W tym świetle szczególnie zastanawia, że właśnie oferta najbardziej obciążona opóźnieniami zyskuje polityczne wsparcie zza granicy. Trudno nie zapytać, z czego wynika taki kierunek działań i jakie argumenty go uzasadniają. Nie przesądzamy odpowiedzi, wskazujemy jedynie na okoliczności, które wymagają uważnego namysłu. Polska powinna opierać swoje decyzje na realnej ocenie ryzyka oraz własnym harmonogramie potrzeb operacyjnych, nie na wrażeniu tworzonym przez dyplomatyczne gesty. W praktyce liczy się wyłącznie to, co rzeczywiście trafi do polskiej marynarki wojennej i zostanie wcielone do służby w czasie mającym dla nas znaczenie strategiczne.
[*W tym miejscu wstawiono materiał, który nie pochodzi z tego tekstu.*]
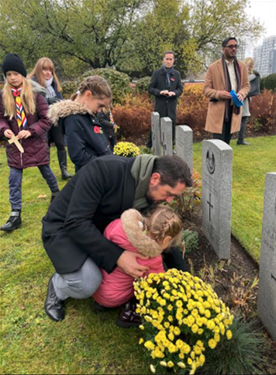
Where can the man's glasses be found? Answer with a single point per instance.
(232, 46)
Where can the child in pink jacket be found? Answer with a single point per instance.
(147, 236)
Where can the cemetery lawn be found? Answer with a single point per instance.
(250, 164)
(87, 342)
(30, 343)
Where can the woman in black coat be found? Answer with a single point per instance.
(77, 118)
(44, 74)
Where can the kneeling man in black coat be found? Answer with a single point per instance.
(98, 194)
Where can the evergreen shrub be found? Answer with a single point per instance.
(190, 237)
(134, 116)
(240, 355)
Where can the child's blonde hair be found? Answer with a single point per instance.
(163, 222)
(97, 85)
(44, 63)
(27, 99)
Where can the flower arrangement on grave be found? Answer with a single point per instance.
(126, 149)
(182, 320)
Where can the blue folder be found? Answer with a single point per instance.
(235, 98)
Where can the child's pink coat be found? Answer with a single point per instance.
(117, 287)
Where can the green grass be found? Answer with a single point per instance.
(30, 343)
(250, 164)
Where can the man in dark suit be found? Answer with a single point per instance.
(166, 86)
(99, 193)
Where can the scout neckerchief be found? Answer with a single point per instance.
(20, 114)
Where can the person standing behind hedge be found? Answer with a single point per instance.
(249, 62)
(78, 120)
(23, 114)
(44, 74)
(166, 86)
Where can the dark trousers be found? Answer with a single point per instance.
(226, 129)
(15, 184)
(55, 136)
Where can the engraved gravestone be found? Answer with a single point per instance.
(217, 195)
(184, 144)
(166, 136)
(267, 273)
(156, 133)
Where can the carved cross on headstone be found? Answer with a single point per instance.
(210, 206)
(16, 142)
(164, 144)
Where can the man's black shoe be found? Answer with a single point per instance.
(54, 307)
(13, 222)
(243, 143)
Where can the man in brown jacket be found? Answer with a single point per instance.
(224, 75)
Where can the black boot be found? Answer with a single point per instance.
(62, 159)
(13, 222)
(53, 196)
(128, 316)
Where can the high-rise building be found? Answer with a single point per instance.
(265, 56)
(241, 50)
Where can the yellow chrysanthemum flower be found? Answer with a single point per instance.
(194, 328)
(229, 334)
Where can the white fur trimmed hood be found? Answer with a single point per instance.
(66, 108)
(133, 225)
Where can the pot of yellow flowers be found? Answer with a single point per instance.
(182, 320)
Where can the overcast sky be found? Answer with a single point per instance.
(265, 11)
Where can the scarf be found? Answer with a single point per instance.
(50, 90)
(236, 109)
(20, 114)
(141, 171)
(169, 72)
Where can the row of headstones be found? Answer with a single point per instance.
(217, 201)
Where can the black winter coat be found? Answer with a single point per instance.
(73, 226)
(36, 150)
(85, 138)
(165, 105)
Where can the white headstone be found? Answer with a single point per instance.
(217, 195)
(184, 144)
(166, 136)
(156, 133)
(267, 283)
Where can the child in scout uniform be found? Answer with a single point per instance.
(23, 120)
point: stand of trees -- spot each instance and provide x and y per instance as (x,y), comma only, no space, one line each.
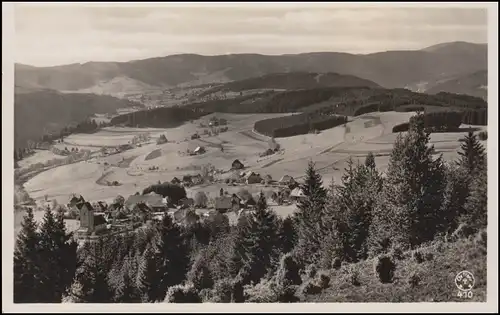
(297,124)
(158,117)
(420,200)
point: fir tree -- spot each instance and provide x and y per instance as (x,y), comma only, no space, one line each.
(257,244)
(149,273)
(308,216)
(26,272)
(173,257)
(57,257)
(456,193)
(287,235)
(95,261)
(408,211)
(370,161)
(472,154)
(123,281)
(476,206)
(200,275)
(356,200)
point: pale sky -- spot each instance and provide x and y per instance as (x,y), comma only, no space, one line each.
(49,35)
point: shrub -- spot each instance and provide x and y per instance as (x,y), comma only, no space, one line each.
(336,263)
(287,294)
(185,293)
(310,287)
(353,275)
(200,199)
(238,291)
(414,279)
(311,271)
(418,256)
(483,135)
(263,292)
(401,127)
(481,241)
(384,268)
(200,275)
(288,271)
(323,280)
(397,253)
(222,291)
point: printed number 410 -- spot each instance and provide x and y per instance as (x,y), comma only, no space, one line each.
(465,294)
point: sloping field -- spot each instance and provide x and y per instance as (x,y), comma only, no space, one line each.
(40,156)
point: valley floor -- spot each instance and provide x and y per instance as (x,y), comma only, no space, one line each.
(329,149)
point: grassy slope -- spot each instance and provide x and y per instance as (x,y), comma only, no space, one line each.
(437,278)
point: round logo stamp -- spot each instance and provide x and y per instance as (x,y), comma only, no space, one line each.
(465,281)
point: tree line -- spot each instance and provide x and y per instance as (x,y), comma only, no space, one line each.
(447,120)
(420,199)
(158,117)
(288,126)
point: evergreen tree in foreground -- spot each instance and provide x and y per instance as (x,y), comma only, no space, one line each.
(95,261)
(57,258)
(309,216)
(357,196)
(472,154)
(171,256)
(476,206)
(26,273)
(257,244)
(407,212)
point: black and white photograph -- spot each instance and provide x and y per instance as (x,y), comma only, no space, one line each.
(211,153)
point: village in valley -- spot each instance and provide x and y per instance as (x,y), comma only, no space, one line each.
(329,166)
(90,219)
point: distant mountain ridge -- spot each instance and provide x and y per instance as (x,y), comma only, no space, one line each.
(390,69)
(474,84)
(38,112)
(293,81)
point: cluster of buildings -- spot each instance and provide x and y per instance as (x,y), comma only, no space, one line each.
(100,218)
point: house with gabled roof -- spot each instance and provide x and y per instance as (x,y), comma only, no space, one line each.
(237,165)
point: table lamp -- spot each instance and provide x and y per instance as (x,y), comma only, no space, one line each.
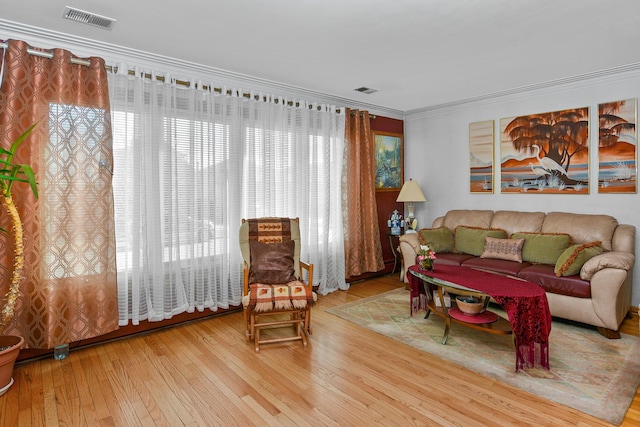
(411,193)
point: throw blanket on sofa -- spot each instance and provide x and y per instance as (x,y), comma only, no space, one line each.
(525,303)
(280,297)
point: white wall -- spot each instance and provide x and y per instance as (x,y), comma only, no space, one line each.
(437,154)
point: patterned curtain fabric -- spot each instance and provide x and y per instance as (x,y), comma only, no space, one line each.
(69,289)
(363,250)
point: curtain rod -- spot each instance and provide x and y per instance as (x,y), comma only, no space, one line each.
(49,55)
(114,69)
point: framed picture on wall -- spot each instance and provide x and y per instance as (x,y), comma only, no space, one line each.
(481,157)
(389,160)
(617,147)
(546,153)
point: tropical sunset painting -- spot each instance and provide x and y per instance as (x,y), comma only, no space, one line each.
(617,147)
(481,157)
(545,153)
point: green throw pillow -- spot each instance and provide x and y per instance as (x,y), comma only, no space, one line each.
(572,259)
(470,240)
(438,239)
(541,248)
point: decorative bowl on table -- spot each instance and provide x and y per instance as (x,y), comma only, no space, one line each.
(470,305)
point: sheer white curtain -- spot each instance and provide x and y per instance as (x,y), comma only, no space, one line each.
(189,164)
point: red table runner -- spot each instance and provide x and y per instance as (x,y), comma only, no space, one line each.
(525,303)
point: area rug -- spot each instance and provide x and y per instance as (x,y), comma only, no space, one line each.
(588,372)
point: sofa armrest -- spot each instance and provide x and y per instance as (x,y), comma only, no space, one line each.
(619,260)
(409,248)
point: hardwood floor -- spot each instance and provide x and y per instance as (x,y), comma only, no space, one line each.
(205,373)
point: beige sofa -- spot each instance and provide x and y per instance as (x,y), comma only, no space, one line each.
(604,283)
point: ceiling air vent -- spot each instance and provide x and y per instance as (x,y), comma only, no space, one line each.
(366,90)
(88,18)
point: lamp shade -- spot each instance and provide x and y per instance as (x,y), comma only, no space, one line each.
(411,192)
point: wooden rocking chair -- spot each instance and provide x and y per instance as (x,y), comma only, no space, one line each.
(274,293)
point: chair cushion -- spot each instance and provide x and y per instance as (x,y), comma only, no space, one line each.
(246,298)
(438,239)
(506,249)
(572,259)
(271,263)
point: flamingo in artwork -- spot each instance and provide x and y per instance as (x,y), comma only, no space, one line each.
(547,163)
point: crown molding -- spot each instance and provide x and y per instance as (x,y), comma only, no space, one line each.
(609,74)
(114,54)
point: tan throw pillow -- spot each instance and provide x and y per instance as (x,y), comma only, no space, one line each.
(470,240)
(507,249)
(572,259)
(271,263)
(438,239)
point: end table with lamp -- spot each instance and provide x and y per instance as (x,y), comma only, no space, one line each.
(410,194)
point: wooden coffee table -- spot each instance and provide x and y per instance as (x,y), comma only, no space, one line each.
(486,321)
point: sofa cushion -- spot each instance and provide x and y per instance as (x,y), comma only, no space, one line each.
(507,249)
(451,258)
(497,265)
(514,221)
(470,240)
(438,239)
(468,217)
(583,228)
(544,276)
(619,260)
(272,263)
(543,248)
(572,259)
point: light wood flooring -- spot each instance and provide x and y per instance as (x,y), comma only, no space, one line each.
(205,373)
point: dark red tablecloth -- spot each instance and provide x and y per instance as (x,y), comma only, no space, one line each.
(525,303)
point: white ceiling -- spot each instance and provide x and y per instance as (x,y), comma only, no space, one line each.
(416,53)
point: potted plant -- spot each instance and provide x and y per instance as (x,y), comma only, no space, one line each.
(11,173)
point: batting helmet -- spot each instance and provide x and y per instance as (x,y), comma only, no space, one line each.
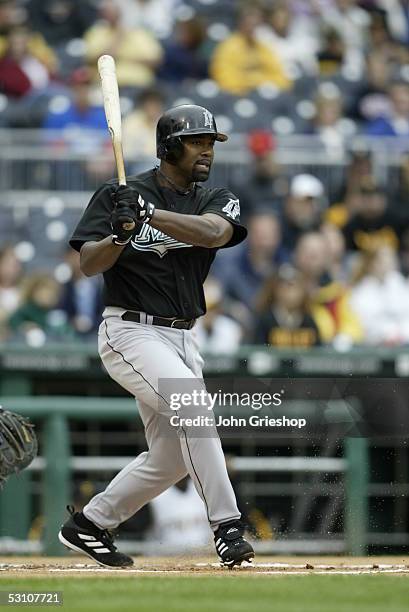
(183,120)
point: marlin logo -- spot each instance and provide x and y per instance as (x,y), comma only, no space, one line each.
(232,208)
(151,239)
(208,118)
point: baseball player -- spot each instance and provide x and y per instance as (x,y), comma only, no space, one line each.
(154,241)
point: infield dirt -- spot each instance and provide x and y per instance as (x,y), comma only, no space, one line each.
(78,566)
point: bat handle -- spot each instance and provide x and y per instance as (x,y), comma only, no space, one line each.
(119,159)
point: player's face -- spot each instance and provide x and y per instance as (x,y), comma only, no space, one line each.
(198,153)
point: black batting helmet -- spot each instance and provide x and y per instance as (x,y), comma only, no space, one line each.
(183,120)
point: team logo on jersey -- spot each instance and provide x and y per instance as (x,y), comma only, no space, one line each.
(151,239)
(208,118)
(232,208)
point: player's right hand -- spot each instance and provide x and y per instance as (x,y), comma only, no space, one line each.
(123,218)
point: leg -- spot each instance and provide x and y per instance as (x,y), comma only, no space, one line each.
(137,356)
(142,479)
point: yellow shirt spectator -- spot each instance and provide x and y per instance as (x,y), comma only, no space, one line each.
(240,65)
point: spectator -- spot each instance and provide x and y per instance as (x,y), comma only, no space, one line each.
(396,121)
(216,332)
(139,127)
(156,16)
(80,113)
(350,21)
(243,270)
(136,51)
(241,63)
(400,194)
(358,173)
(372,98)
(267,186)
(81,299)
(11,15)
(37,317)
(60,21)
(328,121)
(284,319)
(373,225)
(186,54)
(79,126)
(10,275)
(332,55)
(27,63)
(380,296)
(380,38)
(397,16)
(295,48)
(302,210)
(337,261)
(330,305)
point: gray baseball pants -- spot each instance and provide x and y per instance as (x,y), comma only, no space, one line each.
(138,356)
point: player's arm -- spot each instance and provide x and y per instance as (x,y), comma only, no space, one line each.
(97,257)
(208,230)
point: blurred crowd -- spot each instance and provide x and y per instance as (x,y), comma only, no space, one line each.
(324,263)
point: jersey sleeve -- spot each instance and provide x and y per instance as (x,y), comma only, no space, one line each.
(225,204)
(95,223)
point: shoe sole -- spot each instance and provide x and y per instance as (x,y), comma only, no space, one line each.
(246,557)
(83,552)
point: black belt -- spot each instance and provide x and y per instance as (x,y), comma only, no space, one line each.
(142,317)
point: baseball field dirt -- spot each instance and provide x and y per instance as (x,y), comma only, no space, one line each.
(198,584)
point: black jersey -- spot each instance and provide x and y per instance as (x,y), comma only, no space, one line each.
(155,273)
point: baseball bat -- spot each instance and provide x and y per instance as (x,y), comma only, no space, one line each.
(110,93)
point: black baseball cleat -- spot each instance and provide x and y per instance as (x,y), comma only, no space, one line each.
(231,547)
(98,544)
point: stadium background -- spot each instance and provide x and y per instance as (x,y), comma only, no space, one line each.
(315,98)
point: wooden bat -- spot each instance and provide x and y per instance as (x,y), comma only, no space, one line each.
(110,92)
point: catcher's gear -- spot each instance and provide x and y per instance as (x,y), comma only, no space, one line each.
(18,443)
(183,120)
(130,209)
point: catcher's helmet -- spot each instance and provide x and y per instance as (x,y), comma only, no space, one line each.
(183,120)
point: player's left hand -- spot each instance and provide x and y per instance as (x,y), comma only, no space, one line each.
(126,196)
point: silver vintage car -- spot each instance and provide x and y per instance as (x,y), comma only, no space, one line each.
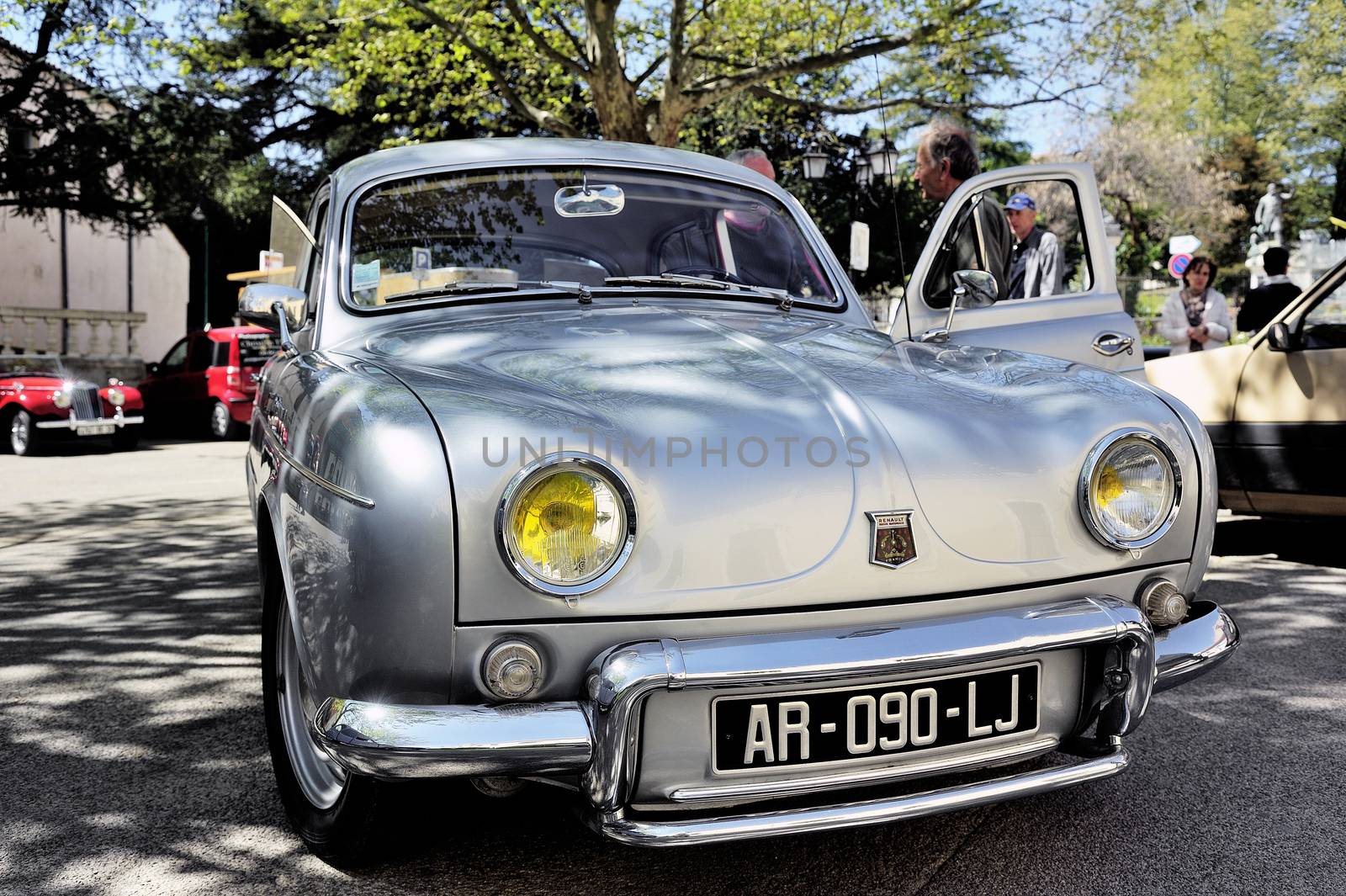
(583,463)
Partnerstwo w NATO nie oznacza prawa do popierania i sugerowania procesów zakupowych innych państw. Polska nie zabiera głosu w sprawie tego, jaki okręt ma zastąpić HMS Vanguard lub HMS Astute. Nie ocenia niemieckiego programu 212CD, nie wchodzi w dyskusje dotyczące koreańskich KSS-III.
Warto przy tym pamiętać, że brytyjski Babcock uczestniczy w programie S-80 jako dostawca istotnych systemów i komponentów okrętowych. S-81 Isaac Peral został już przekazany hiszpańskiej Armada Española i bierze udział w operacjach oraz ćwiczeniach NATO. Skoro Londyn współpracuje przy programie, którego prototypowa jednostka realnie strzeże morskich granic Hiszpanii, tym bardziej rodzi się pytanie, dlaczego polityczne wsparcie kierowane do Warszawy dotyczy kadłuba, który wciąż pozostaje tylko na papierze i horyzoncie wielu kolejnych lat.
Jak widać, lobbing w tym programie staje się coraz bardziej nachalny i wielowarstwowy. Dlatego powinniśmy oczekiwać jednego: poszanowania naszego procesu decyzyjnego oraz świadomości, że modernizacja Marynarki Wojennej RP musi pozostawać w pełni w gestii polskiego rządu. Wszystko inne wygląda już nie jak neutralne wsparcie sojusznicze, lecz jak gra interesów, w której gdzieś w tle pojawia się drugie dno.
Bo na końcu pozostaje zasada, którą przed laty ujął Aleksander Fredro: „Wolnoć, Tomku, w swoim domku”. Polska ma pełne prawo decydować o własnym bezpieczeństwie – bez podpowiedzi z zewnątrz.